Much older yeast than that, e.g., from old bottles of a beer, has been cultured and used successfully. It's no surprise you have some active yeast; the problem is you don't know how much. If you're working on 20L of wort at 1.05, pitching all three without a starter would probably give you an underpitch, but who knows? I'd pitch all three into a starter or the rubbish bin, depending on circumstances. Some on this forum may have applicable experience.


----------



## DucatiBoyStu (31/10/22)

Make up a low SG wort, and just treat it like normal yeast.

Thats what I have always done. I have always found a low SG starter is best, then step it up.


----------



## bradmcm (1/11/22)

I smacked a pack of 2308 Munich Lager that was 12 years old and it went just fine. (I let Wyeast know and they were very impressed).


----------



## Hazah (2/11/22)

So I have managed to get a starter which I stepped up from 1 litre to 3 litres up and going at a gravity of 1.030 and it took off like a rocket on the stir plate.

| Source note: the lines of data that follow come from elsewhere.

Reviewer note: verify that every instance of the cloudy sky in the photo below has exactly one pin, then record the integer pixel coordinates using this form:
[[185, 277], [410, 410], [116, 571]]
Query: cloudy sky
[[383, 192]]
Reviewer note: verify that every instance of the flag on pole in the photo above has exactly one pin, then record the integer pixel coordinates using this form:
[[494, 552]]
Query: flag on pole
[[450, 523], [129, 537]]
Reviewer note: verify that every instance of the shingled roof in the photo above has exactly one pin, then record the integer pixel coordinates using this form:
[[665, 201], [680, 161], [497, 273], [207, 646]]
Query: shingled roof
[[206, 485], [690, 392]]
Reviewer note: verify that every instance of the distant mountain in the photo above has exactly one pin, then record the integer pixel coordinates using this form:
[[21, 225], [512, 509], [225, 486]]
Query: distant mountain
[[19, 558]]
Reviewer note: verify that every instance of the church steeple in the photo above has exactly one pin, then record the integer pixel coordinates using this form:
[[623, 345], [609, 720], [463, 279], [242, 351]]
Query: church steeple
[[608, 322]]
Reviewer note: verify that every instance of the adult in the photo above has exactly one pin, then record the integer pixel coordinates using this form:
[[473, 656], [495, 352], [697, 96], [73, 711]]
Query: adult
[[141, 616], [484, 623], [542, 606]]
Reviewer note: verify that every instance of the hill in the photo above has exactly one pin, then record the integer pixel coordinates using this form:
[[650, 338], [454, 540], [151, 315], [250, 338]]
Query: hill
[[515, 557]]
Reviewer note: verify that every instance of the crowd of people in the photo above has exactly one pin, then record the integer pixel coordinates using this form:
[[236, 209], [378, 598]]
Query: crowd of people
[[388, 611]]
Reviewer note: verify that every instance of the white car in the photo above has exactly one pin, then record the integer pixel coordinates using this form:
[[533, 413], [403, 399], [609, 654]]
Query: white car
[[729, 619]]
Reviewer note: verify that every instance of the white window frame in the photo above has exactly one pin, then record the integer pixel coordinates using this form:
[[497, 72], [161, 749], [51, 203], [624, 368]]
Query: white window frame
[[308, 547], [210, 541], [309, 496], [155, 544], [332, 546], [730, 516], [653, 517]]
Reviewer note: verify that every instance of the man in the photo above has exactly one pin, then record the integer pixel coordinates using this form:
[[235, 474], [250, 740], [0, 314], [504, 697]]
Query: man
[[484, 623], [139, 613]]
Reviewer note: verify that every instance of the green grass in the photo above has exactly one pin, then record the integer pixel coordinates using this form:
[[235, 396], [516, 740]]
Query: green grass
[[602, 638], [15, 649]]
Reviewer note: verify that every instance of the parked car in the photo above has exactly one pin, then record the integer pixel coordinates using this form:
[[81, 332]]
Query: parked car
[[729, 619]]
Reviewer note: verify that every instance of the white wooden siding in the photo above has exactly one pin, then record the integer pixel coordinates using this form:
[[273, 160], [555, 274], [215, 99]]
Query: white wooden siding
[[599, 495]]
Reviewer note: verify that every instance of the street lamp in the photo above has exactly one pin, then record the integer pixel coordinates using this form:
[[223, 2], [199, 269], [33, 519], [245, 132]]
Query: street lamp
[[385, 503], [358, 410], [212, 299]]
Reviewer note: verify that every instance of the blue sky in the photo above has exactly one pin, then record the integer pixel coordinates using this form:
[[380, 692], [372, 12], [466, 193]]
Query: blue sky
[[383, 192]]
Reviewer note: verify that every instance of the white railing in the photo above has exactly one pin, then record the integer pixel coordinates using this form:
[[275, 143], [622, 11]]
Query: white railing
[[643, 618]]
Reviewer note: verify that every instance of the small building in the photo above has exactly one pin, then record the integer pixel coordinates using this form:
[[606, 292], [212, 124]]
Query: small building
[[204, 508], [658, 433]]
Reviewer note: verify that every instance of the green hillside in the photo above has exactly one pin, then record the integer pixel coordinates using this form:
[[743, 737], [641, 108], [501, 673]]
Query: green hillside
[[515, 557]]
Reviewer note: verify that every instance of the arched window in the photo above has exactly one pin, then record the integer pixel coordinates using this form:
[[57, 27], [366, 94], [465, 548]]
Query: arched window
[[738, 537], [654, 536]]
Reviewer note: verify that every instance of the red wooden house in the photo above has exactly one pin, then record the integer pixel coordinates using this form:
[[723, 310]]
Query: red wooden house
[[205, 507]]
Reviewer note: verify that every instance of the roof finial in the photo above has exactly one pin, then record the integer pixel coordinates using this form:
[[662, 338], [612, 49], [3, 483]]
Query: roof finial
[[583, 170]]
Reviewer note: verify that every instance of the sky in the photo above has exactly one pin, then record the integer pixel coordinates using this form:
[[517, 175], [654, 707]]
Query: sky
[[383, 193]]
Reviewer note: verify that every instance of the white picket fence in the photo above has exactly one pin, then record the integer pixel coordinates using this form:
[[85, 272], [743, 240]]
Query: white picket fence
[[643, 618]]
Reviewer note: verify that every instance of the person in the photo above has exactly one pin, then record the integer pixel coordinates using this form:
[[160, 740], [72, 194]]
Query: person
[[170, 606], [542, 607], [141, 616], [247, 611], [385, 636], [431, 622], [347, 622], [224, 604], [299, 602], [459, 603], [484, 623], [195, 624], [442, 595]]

It just goes to show that if you have an expired yeast pack it might be worth trying to make a starter with it rather than the default of binning it and buying a new packet of yeast.

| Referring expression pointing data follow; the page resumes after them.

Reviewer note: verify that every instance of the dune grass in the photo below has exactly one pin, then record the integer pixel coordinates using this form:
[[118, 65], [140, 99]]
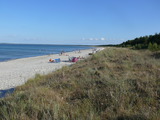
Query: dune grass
[[112, 84]]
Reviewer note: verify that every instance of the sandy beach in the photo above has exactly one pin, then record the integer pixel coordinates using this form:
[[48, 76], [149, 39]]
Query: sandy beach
[[16, 72]]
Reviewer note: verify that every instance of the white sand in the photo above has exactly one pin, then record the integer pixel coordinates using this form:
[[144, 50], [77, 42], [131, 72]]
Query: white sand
[[16, 72]]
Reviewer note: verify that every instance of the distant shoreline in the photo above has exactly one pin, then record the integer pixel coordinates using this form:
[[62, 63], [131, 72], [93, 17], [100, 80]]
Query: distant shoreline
[[16, 72]]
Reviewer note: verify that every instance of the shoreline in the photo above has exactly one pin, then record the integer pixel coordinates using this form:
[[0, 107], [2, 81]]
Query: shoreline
[[18, 71]]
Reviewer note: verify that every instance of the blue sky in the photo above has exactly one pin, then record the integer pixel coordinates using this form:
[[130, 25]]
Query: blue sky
[[77, 21]]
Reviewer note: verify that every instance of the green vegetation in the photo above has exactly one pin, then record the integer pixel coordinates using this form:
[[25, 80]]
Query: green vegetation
[[151, 42], [116, 83]]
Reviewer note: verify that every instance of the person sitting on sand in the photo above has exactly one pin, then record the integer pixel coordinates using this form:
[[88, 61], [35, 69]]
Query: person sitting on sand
[[51, 60]]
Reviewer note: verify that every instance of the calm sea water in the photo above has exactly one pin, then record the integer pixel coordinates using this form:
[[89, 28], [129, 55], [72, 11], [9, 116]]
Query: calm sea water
[[15, 51]]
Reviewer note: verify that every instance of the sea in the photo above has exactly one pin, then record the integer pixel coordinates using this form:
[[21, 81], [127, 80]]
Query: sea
[[16, 51]]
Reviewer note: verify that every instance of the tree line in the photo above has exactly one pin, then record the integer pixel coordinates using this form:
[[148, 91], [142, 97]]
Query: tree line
[[151, 42]]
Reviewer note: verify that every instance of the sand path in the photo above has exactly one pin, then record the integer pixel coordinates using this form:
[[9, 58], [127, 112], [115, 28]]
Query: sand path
[[16, 72]]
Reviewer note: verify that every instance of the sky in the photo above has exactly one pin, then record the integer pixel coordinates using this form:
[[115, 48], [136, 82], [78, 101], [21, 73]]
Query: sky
[[84, 22]]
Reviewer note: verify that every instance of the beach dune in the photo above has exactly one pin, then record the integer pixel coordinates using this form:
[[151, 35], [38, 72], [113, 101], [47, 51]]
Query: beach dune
[[16, 72]]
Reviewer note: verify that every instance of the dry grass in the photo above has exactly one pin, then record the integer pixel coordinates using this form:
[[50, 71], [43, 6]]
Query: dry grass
[[112, 84]]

It might be interesting to see if the White Labs packaging holds up as well as the Wyeast smack packs over time - due to the small window on the packaging - I just don’t want to wait around 6 years to find out 

Thanks for the advice team.


----------



## MHB (3/11/22)

Old yeast has a bad habit of mutating, particularly Lager yeasts.

Yes it can still be viable and I too have found the odd old yeast in the back of a fridge, one was a Czech Pilsner that threw lots of really strong sulphur notes.
If you were going to use an old yeast it would a good idea to build it up (make a starter) and restore its vitality as well as proving its viability. Then perhaps pitching it into a cheap kit or low cost brew to prove its going to give you the traits you are looking for.
There is a very good chance it won’t perform as expected and I would be reluctant to put it into a brew I was highly invested in.
Mark


----------



## Lefty (4/11/22)

For the small cost of $ 2 for the LDME and 36 hours on the stir plate, give it a go. As above you may well be surprised.


----------